A
fronte dei “venti episcopalisti”: studio su collegialità e dottrina cattolica
29 giugno 2014, festa dei Santi Apostoli Pietro e Paolo,
Patroni della Chiesa Romana
Patroni della Chiesa Romana
Introduzione
Tu
es Petrus et super hanc petram aedificabo Ecclesiam meam.
Aedificabo, su
questa pietra. Super hanc petram
Ae-di-fi-ca-bo. Su questa pietra e su nessun’altra. Pietro - con i suoi
successori fino alla fine dei tempi - è il fondamento, la rocca, la base, lo
scoglio su cui la Chiesa di Cristo si costruisce. Rimosso il fondamento è
l’edificio intero che crolla.
A riprova di quanto detto basti
ricordare che gli eretici d’ogni risma sono sempre stati accomunati dall’odio
del Primato romano. Chi odia la Chiesa odia il Primato di Roma che ne è
fondamento. E’ per questo che ogni discorso sul ruolo e sulla struttura
gerarchica della Chiesa, sulla sottomissione gerarchica dei Vescovi a Pietro,
sul governo della Chiesa non può mai essere una mera disquisizione sulla
miglior forma di governo pastorale in questo o quel momento storico, ma deve
necessariamente fondarsi su premesse dottrinali, rivelate da Cristo una volta
per sempre, perché nessuno - nemmeno un Papa - può mutare il ruolo del Papa
nella Chiesa. E’ il dogma della divina costituzione della Chiesa.

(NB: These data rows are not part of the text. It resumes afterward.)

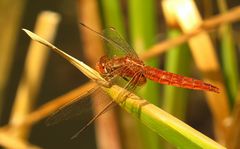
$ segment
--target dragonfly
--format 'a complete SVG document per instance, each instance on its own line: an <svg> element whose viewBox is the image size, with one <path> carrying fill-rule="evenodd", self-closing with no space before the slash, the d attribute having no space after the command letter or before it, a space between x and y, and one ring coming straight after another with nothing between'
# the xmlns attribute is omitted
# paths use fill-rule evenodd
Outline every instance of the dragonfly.
<svg viewBox="0 0 240 149"><path fill-rule="evenodd" d="M100 33L83 23L80 23L80 25L93 32L95 35L101 37L108 44L123 53L122 56L102 56L96 64L96 70L108 81L112 81L116 77L127 80L124 89L130 91L130 93L137 87L146 84L147 79L164 85L220 93L219 88L210 83L167 72L155 67L146 66L144 62L138 57L135 50L120 34L118 34L114 28L107 28L103 31L104 33ZM123 92L119 93L119 98L122 98L122 95L124 95ZM83 100L83 102L85 101ZM84 105L83 102L74 100L73 102L66 104L47 119L47 124L51 125L51 123L59 122L61 119L68 119L70 113L73 111L76 112L80 104ZM99 116L108 111L113 105L115 105L115 102L112 100L72 138L76 138L83 130L92 124Z"/></svg>

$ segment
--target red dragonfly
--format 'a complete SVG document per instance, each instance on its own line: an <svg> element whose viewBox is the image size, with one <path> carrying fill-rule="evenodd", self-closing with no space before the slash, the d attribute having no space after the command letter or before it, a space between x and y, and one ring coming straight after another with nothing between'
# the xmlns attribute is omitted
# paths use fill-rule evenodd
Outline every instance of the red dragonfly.
<svg viewBox="0 0 240 149"><path fill-rule="evenodd" d="M106 35L108 35L107 37L84 24L81 25L125 53L125 56L122 57L115 56L109 58L103 56L100 58L96 69L107 80L120 76L122 78L131 78L129 86L141 86L146 83L146 79L150 79L160 84L219 93L219 88L201 80L181 76L151 66L145 66L134 49L128 45L114 28L105 30L105 32L107 32Z"/></svg>
<svg viewBox="0 0 240 149"><path fill-rule="evenodd" d="M129 44L116 32L114 28L105 29L104 32L106 34L104 35L84 24L81 25L100 36L107 43L120 50L124 54L123 56L113 56L111 58L108 56L103 56L97 62L96 69L106 80L111 81L113 78L122 77L128 80L128 83L124 88L129 91L133 91L137 86L144 85L146 83L146 79L150 79L160 84L219 93L219 88L201 80L181 76L151 66L145 66L134 49L129 46ZM80 132L85 130L95 119L106 112L113 104L115 104L115 102L112 100L72 138L75 138ZM52 116L50 116L47 120L47 124L55 124L59 121L79 115L79 113L81 114L81 111L79 110L81 109L79 108L80 106L81 108L86 108L86 101L74 100L73 102L68 103L66 106L60 108L60 110L56 111ZM79 113L76 111L79 111Z"/></svg>

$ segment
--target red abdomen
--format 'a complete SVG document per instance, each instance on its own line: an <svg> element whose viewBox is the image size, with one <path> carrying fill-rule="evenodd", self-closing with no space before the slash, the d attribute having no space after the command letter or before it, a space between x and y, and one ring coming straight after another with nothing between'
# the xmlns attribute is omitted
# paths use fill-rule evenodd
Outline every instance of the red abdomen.
<svg viewBox="0 0 240 149"><path fill-rule="evenodd" d="M211 84L205 83L201 80L184 77L178 74L156 69L150 66L145 66L144 72L145 77L161 84L219 93L219 88Z"/></svg>

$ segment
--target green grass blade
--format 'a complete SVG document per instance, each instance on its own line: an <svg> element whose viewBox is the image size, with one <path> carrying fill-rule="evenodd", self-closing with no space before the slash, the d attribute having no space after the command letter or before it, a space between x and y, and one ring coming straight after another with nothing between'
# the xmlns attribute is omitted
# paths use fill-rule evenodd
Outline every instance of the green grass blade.
<svg viewBox="0 0 240 149"><path fill-rule="evenodd" d="M218 6L221 13L227 12L225 0L219 0ZM239 71L237 66L237 51L234 45L231 25L222 25L220 27L219 35L223 74L226 82L227 93L229 95L229 103L233 106L238 91Z"/></svg>
<svg viewBox="0 0 240 149"><path fill-rule="evenodd" d="M116 101L121 88L112 86L104 90ZM176 99L178 100L178 99ZM207 136L194 130L184 122L178 120L157 106L140 100L131 94L124 102L119 103L122 108L139 119L143 124L165 138L174 146L182 149L223 149L224 147L214 142Z"/></svg>
<svg viewBox="0 0 240 149"><path fill-rule="evenodd" d="M130 37L132 45L137 53L148 49L155 39L156 33L156 7L154 0L131 0L128 3ZM146 65L158 66L157 59L145 62ZM151 91L151 92L150 92ZM149 99L151 103L159 105L159 85L149 81L139 91L141 97ZM142 134L143 148L159 149L159 137L144 126L140 128Z"/></svg>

Non è sempre facile smascherare
gli argomenti speciosi degli avversari del Primato del Romano Pontefice. Ai
giorni nostri il vento dell’episcopalismo soffia con forza ed ha i suoi
(effimeri) giorni di gloria; non arriva sempre alle grida aperte del Protestantesimo e al suo aperto “non serviam”, né arriva sempre al
dichiarato sinodalismo degli scismatici orientali. L’episcopalismo, ieri
serpeggiante oggi prorompente, si cela - da buon modernista - dietro formule
più ammalianti per il mondo cattolico: “collegialità”, “governo collegiale”,
“sussidiarietà”, “riforma del governo, ma non della dottrina”, “pastoralità” e
via ingannando. E’ l’assodata tecnica dello svuotamento e dell’imbastardimento
di certe nozioni dal sapore cattolico che già San Pio X denunciò. E’ il
modernismo.
Per facilitare la lettura
divideremo questo breve studio sul potere del Papa in capitoli, il primo -
preliminare alla comprensione della problematica sollevata - è la distinzione
fra potere di giurisdizione e potere d’ordine; analizzeremo in seguito alcuni
punti del documento conciliare Lumen
Gentium sulla “collegialità episcopale”, ricordando che su tale punto lo
scontro nell’aula conciliare fu dei più accesi prima di giungere ad un certo
compromesso con la Nota Praevia.
Anche quest’ultima è oggi largamente scavalcata dai modernisti, tuttavia resta
la constatazione che un tempo su questioni così capitali - e pubblicamente
contestate - la Chiesa definiva con cura, passando dall’implicito
all’esplicito, l’assenza delle dovute precisazioni invece ha di fatto permesso
che alcune deviazioni dottrinali trovassero libero agio.
I) Potere
d’ordine e potere di giurisdizione.
Una distinzione capitale
Una distinzione capitale
Un autorevole teologo
domenicano, Padre de la Soujeole, affermava recentemente nel suo intervento
orale «Le vocabulaire et les notions à
Vatican II et dans le Magistère posterieur» del 16 maggio 2009 al Congresso
di Tolosa della Revue Thomiste
sull’ermeneutica della continuità tra Vaticano II e Tradizione, che il Concilio
Vaticano II aveva in certo modo sancito l’abbandono della distinzione tra ordine e giurisdizione nell’ecclesiologia. Di fatto a partire dagli anni
Settanta la distinzione - considerata dagli ecclesiologi irrinunciabile fino ad
allora - scompare, con l’inveterata tecnica di far scordare le grandi verità
per “desuetudine”. I testi conciliari non brillano certo per la chiarezza su
questo argomento, anzi è forse uno dei temi trattati nella maniera più ambigua
e confusa, con ritorni continui sul tema. Non si arriva tuttavia ad un rigetto
esplicito della distinzione, ma ad un implicito invito a non più occuparsene
nei termini consacrati dalla Chiesa per secoli. Ne fanno le spese le
definizioni del potere papale e di quello vescovile, di qui l’importanza
primaria di riportare il riflettore su tale insostituibile distinzione.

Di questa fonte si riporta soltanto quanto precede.